23 || Rasa lega

404 69 9
                                    

Zearka mengerang lirih, perlahan matanya terbuka dengan dahi mengerut dalam, cahaya lampu membuat matanya terasa perih.

Ia pun mengubah posisinya menjadi duduk dengan mata yang masih mengerjap, terdiam sejenak sambil mengedarkan pandangan ke sekitarnya, kamar yang asing, bahkan tak banyak perabotan di kamar tersebut, hanya ada lemari dan kasur saja.

Cklek

Zearka menoleh ke arah pintu, terlihat Dion yang menenteng totebag di tangannya, sepertinya Dion baru tiba dari suatu tempat.

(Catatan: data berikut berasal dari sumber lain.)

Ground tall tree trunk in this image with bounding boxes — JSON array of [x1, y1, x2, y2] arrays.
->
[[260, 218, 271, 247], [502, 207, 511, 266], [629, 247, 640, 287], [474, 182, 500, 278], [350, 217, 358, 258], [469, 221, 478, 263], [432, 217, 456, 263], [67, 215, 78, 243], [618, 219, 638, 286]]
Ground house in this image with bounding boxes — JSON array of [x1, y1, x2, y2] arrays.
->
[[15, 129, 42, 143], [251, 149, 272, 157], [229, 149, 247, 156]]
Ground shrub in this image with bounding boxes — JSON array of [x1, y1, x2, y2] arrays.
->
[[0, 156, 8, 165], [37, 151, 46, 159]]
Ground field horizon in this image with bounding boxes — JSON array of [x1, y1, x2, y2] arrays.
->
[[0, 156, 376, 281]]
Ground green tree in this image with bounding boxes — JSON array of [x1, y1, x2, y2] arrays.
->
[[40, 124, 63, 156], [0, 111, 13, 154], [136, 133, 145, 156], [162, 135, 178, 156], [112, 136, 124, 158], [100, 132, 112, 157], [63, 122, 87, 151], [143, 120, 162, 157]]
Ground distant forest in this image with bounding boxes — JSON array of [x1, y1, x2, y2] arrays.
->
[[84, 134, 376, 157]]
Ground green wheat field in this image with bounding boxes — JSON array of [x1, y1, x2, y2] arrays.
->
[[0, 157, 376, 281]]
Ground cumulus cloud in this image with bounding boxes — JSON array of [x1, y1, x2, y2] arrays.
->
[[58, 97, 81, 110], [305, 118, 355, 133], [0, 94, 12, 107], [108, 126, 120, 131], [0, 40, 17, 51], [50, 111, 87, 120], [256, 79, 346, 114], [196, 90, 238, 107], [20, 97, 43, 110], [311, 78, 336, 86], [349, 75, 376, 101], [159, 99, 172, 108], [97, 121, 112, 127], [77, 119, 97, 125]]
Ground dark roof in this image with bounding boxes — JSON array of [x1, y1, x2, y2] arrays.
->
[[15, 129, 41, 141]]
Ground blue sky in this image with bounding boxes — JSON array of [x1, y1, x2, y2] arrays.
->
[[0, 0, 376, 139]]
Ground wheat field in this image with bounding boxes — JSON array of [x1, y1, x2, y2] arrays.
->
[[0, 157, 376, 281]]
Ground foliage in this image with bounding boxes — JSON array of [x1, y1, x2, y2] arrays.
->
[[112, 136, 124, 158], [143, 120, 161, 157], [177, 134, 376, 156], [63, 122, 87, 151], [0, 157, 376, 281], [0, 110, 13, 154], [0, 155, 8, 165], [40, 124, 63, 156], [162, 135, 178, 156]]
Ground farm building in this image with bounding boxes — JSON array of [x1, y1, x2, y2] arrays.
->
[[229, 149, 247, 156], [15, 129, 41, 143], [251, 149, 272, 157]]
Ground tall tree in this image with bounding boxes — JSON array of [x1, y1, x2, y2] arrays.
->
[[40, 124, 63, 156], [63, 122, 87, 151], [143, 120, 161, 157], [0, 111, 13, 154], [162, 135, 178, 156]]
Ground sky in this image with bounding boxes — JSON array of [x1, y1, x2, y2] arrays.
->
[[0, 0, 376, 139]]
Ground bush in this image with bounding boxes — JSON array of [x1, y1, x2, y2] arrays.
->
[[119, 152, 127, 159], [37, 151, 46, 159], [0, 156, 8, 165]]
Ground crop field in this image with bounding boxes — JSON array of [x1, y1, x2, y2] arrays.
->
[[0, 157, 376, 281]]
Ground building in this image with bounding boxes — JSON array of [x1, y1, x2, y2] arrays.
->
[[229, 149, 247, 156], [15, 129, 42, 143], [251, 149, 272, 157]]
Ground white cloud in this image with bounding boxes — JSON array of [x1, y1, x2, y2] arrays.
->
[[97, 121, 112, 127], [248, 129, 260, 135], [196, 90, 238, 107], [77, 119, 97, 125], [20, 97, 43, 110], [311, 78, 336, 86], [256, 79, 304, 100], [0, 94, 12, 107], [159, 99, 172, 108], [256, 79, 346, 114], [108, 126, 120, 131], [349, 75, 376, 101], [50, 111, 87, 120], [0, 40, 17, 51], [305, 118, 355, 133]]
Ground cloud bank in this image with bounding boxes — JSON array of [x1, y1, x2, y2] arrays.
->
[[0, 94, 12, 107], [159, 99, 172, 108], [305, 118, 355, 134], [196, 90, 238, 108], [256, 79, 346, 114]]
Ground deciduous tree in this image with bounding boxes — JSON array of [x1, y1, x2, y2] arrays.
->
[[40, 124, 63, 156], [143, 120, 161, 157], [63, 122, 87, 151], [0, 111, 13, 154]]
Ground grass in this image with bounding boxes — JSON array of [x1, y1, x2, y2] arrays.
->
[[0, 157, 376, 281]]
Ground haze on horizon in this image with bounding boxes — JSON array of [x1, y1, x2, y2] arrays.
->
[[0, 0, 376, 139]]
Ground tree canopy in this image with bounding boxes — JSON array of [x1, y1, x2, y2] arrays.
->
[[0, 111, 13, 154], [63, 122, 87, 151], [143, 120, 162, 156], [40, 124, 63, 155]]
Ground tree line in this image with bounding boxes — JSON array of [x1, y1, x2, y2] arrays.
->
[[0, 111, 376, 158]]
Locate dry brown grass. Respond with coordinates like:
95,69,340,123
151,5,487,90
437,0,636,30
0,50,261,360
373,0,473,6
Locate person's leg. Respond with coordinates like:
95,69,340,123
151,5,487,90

"Makan dulu," setelah mengatakan itu Dion kembali menutup pintu, membuat Zearka menghela napas lirih.

Zearka ingat tentang semalam, ia memaksa Dion untuk memberikan obat itu, bahkan berulang kali membentak Dion, ia juga mendapat pukulan telak dari Dion.

Zearka ketakutan, takut Dion memberitahu Zegas soal ini, ia benar-benar belum siap, entah akan sekecewa apa Zegas jika mengetahui kondisinya akhir-akhir ini.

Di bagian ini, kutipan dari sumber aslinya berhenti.